Ian has an MBA and is a real estate investor, former health professions educator, and Air Force veteran.

The movement of capital between countries is more than just foreign monetary investment. In this lesson we will look at four forms of capital relevant to international trade, define them, and give examples of how capital flows between countries.

The Four Forms of Capital

As the world marketplace has grown into a globalized network of business activity, it's important to know what forms capital can take and how flow of capital occurs between nations. Dave is an MBA student receiving refresher instruction in different forms of capital as part of a business globalization unit.

While a fixture such as real estate or a factory is by nature confined to a given place, other forms of capital can easily move from country to country. Let's look at four forms of capital and what their movement looks like in a globalized economy.

Human Capital

Human capital refers to the contributions of people and their intelligence, skills, and labor. The first thing Dave thinks of when considering human capital in the context of globalization is the Internet. Thanks to the Internet, teams of people can work in different countries directly on a project or order parts and services from anywhere in the world.

As demand for labor and the availability of workers change, we see patterns of migration between countries. In openly globalized markets, a worker will work for or in other countries if their skills, knowledge, and abilities bring more income and a higher standard of living than what's available in their home country.

One of the more visible examples in recent years has been immigration from Mexico as well as from Central and South American countries to the United States. These workers come to the US because their earning and lifestyle potential (as well as safety) is greater in the US compared to remaining in their home countries.

Financial Capital

Financial capital is the use of money and other monetary tools. These include cash, borrowing money through loans and bonds, and the monetary policies that influence currency value. Nations may invest in other countries to expand product lines to new markets or take advantage of lower tax costs.

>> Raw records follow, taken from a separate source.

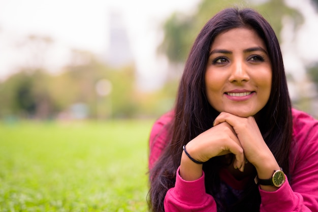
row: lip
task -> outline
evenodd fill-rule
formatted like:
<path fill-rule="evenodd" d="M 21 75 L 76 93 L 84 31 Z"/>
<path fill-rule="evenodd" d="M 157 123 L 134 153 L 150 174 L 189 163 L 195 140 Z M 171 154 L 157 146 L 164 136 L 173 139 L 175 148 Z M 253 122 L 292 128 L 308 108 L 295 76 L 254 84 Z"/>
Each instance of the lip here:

Doing business in a foreign country may also help save money if it involves trading at favorable currency exchange rates. Developed countries offer foreign aid and assistance to countries in need, which helps stabilize regions. Aside from meeting humanitarian needs, this can improve the quality of life, increase safety and business opportunities, and ultimately help create stronger business opportunities for both countries involved. For example, the United States provided considerable financial aid to European countries following World War II as part of the rebuilding process.